Modulation of cell migration and neurite extension play important roles in CNS cell repair [108,109]. Hence, to regulate cell migration, a class of uniaxially aligned nanofibers with nerve growth factors (NGFs) loaded into PCL microparticles was designed [110]. In this case, the long-term and sustainable release of NGF from microparticles and aligned topography were able to guide the growth of axons and migration of neural stem cells. Moreover, the modification of surface roughness by changing the deposition time of loaded microparticles influenced the axon outgrowth of PC12 and SH-SY5Y cells and the alignment of Schwann cells. To evaluate the influence of surface roughness on neurite extension, aligned fibers decorated with a moderate density of electrosprayed fatty acid microparticles provided an optimal surface roughness to promote the neurite extension of PC12 and dorsal root ganglial (DRG) cells [111].
By combining electrospinning and electrospraying, hybrid scaffolds composed of highly aligned fibers of PCL coated with electrosprayed collagen and polypyrrole nanoparticles were fabricated. The aligned topography induced the orientation and neurite/axon extension of PC12 cells along the fibers, whereas the conductive microenvironment enhanced the outgrowth of neurite/axons. The combination of both topography and conductivity enhanced neurogenesis due to the increase in voltage-gated calcium channel protein (VGCC) expression, which activated intracellular signaling [112].

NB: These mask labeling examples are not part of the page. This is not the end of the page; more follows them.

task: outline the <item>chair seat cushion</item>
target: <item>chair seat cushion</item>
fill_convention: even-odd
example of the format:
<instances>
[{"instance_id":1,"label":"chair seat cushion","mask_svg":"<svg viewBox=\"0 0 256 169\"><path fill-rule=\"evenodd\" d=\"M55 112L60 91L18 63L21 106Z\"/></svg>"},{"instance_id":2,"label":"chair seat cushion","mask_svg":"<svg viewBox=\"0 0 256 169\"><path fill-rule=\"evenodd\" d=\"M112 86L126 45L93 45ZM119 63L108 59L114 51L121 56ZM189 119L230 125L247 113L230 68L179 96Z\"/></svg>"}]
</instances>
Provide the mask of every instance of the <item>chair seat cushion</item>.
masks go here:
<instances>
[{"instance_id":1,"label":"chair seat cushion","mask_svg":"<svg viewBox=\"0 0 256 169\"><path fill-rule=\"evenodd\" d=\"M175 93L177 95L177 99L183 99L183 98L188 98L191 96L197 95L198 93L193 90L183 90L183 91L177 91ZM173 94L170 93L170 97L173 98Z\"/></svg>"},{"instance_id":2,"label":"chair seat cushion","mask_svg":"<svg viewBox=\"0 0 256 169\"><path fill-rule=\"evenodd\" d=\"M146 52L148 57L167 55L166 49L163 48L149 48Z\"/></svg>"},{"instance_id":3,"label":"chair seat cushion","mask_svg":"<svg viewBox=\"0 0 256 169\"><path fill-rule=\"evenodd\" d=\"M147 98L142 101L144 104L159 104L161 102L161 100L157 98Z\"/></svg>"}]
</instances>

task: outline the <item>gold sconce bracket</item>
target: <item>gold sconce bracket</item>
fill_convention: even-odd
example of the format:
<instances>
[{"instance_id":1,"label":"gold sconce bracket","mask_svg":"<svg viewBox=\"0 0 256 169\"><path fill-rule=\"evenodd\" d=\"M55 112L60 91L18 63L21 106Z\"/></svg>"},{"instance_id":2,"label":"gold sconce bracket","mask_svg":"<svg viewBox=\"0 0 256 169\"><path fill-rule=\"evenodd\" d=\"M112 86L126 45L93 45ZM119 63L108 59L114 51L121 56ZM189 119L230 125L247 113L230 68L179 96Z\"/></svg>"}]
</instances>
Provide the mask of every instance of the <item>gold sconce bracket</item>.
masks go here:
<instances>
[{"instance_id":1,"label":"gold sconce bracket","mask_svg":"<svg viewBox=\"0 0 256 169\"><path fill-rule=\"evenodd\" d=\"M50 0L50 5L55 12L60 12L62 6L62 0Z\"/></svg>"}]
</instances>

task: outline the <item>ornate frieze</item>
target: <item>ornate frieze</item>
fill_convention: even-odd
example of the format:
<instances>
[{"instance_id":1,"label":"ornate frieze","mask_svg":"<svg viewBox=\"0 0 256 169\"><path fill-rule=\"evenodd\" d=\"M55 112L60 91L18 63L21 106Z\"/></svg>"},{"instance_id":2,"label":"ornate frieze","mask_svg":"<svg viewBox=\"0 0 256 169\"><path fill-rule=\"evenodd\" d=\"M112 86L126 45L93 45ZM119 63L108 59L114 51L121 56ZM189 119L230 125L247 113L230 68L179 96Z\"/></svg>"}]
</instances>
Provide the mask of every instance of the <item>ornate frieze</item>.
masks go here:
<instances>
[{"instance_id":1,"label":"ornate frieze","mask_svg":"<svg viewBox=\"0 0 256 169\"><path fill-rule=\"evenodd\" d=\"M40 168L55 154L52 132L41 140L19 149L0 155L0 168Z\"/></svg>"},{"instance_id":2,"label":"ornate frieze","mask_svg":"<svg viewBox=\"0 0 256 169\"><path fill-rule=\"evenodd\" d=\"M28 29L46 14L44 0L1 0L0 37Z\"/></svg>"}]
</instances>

4.3. Particle-Loaded Fibers

Nanoparticle (NP) loading within electrospun micro/nanofibers allow the obtainment of functional hybrid fibers with empowered features provided by both NPs (guest) and polymer mats (host). This strategy results in a synergistic combination between the functional features of NPs (e.g., small size, high surface:volume ratio and chemical reactivity), along with flexibility and porosity of the polymer mats. Viscosity, spinnability and resultant composite nanofiber morphology are among the main parameters affected by NP loading and distribution within the polymer solution. Therefore, an NP clustering effect needs to be avoided by means of physical methods (e.g., stirring, sonication), chemical modification (e.g., surfactants) to improve colloidality of NPs, or dissolution of NPs and polymers in different solvents. Several NPs have been successfully embedded within micro/nanofiber mats, including metal [113,114], metal oxide [114], and carbon-derived [115] and polymer-based NPs [116]. NPs can be incorporated within electrospun micro/nanofibers by three main routes. The most used is direct blending electrospinning, where the NPs are directly added to the polymer solution prior to electrospinning [116,117].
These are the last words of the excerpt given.